The robotic sensors are activated by the muscles in the arm. Similar to a hand that is made of flesh and bone, the bionic hand can move precisely and make all kinds of different gestures.
A new task at hand is laid for the Kiwi designers behind a world-leading bionic hand according to a recent report. They are now working on creating a much smaller version of it for children.
The designers from Christchurch, New Zealand are finalists at the Best Design Awards for their innovative Taska bionic hand.
The current model is being improved on as the team is working on producing sizes of the innovation for women and children.
The bionic hand has the strength to crush a tennis ball but it is delicate enough to grasp an egg without breaking its shell.
Worth NZ$ 35,000, the hand has a tiny motor, a gearbox and a clutch for each finger, and two for its thumb. Thousands of hours have been spent on perfecting the bionic hand.

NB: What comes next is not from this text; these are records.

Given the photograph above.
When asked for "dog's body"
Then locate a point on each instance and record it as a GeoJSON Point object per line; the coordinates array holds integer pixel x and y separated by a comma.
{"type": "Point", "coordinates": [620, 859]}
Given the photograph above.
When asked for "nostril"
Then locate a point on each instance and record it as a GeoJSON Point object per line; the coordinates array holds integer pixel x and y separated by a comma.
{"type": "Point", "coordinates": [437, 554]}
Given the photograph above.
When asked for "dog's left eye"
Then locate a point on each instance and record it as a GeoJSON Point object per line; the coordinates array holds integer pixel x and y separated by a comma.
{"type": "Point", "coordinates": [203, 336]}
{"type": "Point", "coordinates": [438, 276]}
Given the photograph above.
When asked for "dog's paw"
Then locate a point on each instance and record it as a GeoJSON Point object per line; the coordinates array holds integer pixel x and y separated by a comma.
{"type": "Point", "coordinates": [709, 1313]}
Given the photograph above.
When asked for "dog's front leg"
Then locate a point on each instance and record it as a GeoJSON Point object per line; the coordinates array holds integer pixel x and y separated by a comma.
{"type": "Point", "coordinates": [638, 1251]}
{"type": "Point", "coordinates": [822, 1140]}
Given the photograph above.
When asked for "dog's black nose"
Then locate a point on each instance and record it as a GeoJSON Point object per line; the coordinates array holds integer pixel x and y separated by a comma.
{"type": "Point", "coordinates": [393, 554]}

Creating the smaller-sized hands will be more challenging since there will be a lot more that would go into them. The smaller scale brings in a significant technical challenge.

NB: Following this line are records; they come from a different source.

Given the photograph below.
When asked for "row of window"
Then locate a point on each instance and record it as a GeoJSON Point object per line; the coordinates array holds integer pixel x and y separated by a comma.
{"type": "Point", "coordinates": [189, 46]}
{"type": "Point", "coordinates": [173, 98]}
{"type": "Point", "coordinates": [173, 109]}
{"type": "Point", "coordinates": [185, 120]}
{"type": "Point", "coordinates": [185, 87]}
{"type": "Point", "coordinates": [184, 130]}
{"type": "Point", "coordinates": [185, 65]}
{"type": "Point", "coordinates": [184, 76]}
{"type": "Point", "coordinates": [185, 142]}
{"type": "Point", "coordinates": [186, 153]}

If the project becomes successful, the smaller hand would be considered life-changing and a world-first for child amputees around the world.
New Zealanders are always the first to benefit from projects that release prototypes and improvements locally.

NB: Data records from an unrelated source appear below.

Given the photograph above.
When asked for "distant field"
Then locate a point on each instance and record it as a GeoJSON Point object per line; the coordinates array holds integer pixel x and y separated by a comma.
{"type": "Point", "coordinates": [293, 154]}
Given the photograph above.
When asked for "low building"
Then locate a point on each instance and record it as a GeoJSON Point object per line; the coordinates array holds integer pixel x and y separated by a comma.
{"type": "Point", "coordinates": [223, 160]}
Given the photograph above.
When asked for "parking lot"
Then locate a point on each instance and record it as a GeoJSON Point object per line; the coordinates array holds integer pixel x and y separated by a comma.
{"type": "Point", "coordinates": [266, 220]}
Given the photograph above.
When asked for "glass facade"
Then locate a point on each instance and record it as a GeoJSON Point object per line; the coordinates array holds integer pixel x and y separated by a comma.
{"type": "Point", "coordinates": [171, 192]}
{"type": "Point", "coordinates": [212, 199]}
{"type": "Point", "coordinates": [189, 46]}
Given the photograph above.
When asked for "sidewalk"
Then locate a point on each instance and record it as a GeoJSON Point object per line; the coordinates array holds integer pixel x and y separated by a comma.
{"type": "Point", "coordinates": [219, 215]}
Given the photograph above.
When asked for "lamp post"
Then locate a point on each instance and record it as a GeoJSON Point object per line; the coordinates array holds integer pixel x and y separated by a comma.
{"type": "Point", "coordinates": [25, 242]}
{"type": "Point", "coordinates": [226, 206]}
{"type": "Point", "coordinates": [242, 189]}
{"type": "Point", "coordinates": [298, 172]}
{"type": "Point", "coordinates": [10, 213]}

Observations were made on the hand while it was being used by locals. Feedbacks were also gathered as to what the hand can and cannot do.
A Dunedin sculptor has one of the most advanced versions of the Taska hands. He lost his hand six years ago in an accident wherein he put his arm in a shredding machine, believing that it was turned off.
The sculptor has had a number of prosthetics since the accident but it was only the Taska bionic hand, with its robotic sensors, that allowed him to do “nearly everything”.
The use of the hand has been life-changing as it aids him in his sculpting. The hand will get dusty and dirty but all the grime can be washed off as the hand is completely waterproof.
The robotic sensors are activated by the muscles in the arm. Thus, if the muscles are tensed, it will do one thing and if the muscles are flexed, the hand will change its position.
The version of the Taska hand that was entered in the Best Awards is a completely waterproof hand that allows the user to wash a car and then sit down and enjoy a glass of wine or a beer and even eat a steak with a knife and fork.
It is Bluetooth-enabled, has the ability to shake hands at various pressures and has a rechargeable battery that lasts up to 10 hours.
Similar to a hand that is made of flesh and bone, the bionic hand can move precisely and make all kinds of different gestures.
The Best Design Awards are the largest in Australasia and will announce their winners in front of a crowd of 1000 designers at the Viaduct Events Centre on 22 September 2018.